There is certainly no indication that undocumented immigrants are not paying non-income and payroll related taxes, which are the sole sources of tax revenue for local governments in Colorado, and a significant source of funding for the state government in Colorado. For example, almost all state and local funds for roads in Colorado come from gasoline taxes, sales taxes and property taxes.
According to the Colorado Department of Revenue (on the 2005 Colorado Individual Income Tax Guide), the average household with an adjusted family money income of $20,000-$30,000 pays $1,681 a year in state and local taxes other than state income taxes, and the average household with an adjusted family money income of $30,000-$40,000 pays $2,060 a year in state and local taxes other than state income taxes. The average state income taxes in those income ranges are $524 and $822 a year, respectively, a number that itself depends on family size.
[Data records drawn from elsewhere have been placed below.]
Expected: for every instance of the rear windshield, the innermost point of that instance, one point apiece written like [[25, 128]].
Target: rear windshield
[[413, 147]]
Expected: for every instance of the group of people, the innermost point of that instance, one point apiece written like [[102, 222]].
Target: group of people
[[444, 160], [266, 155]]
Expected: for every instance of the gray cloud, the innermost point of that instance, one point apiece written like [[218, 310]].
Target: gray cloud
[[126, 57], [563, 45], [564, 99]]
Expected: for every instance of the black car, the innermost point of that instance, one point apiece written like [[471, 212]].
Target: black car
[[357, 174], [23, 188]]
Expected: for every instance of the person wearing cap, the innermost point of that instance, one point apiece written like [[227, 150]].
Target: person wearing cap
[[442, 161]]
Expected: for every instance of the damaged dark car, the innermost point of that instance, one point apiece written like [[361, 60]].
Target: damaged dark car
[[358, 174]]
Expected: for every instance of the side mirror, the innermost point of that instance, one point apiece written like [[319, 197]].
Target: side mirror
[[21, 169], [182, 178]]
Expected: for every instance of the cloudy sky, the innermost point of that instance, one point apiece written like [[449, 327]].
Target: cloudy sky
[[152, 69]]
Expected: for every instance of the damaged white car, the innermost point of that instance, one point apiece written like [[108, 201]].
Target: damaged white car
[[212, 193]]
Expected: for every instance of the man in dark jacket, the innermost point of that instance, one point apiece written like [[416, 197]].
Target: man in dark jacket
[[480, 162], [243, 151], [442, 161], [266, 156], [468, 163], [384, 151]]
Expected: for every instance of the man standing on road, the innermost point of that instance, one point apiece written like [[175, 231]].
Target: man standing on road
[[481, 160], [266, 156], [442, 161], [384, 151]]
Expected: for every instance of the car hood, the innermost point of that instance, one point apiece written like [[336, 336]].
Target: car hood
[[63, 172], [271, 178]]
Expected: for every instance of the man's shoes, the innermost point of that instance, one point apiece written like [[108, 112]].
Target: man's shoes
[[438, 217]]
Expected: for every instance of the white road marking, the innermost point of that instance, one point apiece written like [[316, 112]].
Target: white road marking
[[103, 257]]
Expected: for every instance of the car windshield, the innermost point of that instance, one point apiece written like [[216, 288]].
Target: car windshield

If the average undocumented immigrant family is larger than the average family in Colorado, the amount of state income taxes owed would be less. If the average undocmented immigrant family is smaller than the average family in Colorado, the amount of state income taxes owed would be more.
Also, even if undocumented workers aren't paying Social Security and Medicare taxes (and while some are, often with false or borrowed social security numbers, many are paid under the table and don't), they also aren't getting that benefits that are paid for with those taxes. Undocumented workers also make very little use of state higher education (and often do so at out of state student rates, if at all), even though this is one of the many purposes for which state general fund dollars are used.
Enforcing Initiative 55 would cost money as well, despite the fact that it would result in little or no additional revenues for governments. Do we really want to spend the money, for example, to have librarians across the state conducting citizenship tests for every patron prior to issuing library cards and everyone who simply wants to sit in the library and read books, for what is a free service in any case? Should bus drivers demand proof of citizenship when riders seek to pay a cash fare for their trip across town? And, if they don't, do we really want to spend the money to have the state defend a lawsuit from some Tom Tancredo clone insisting that they do?
Initiative 55 is a bad bill that even the proponents agree won't save Colorado money.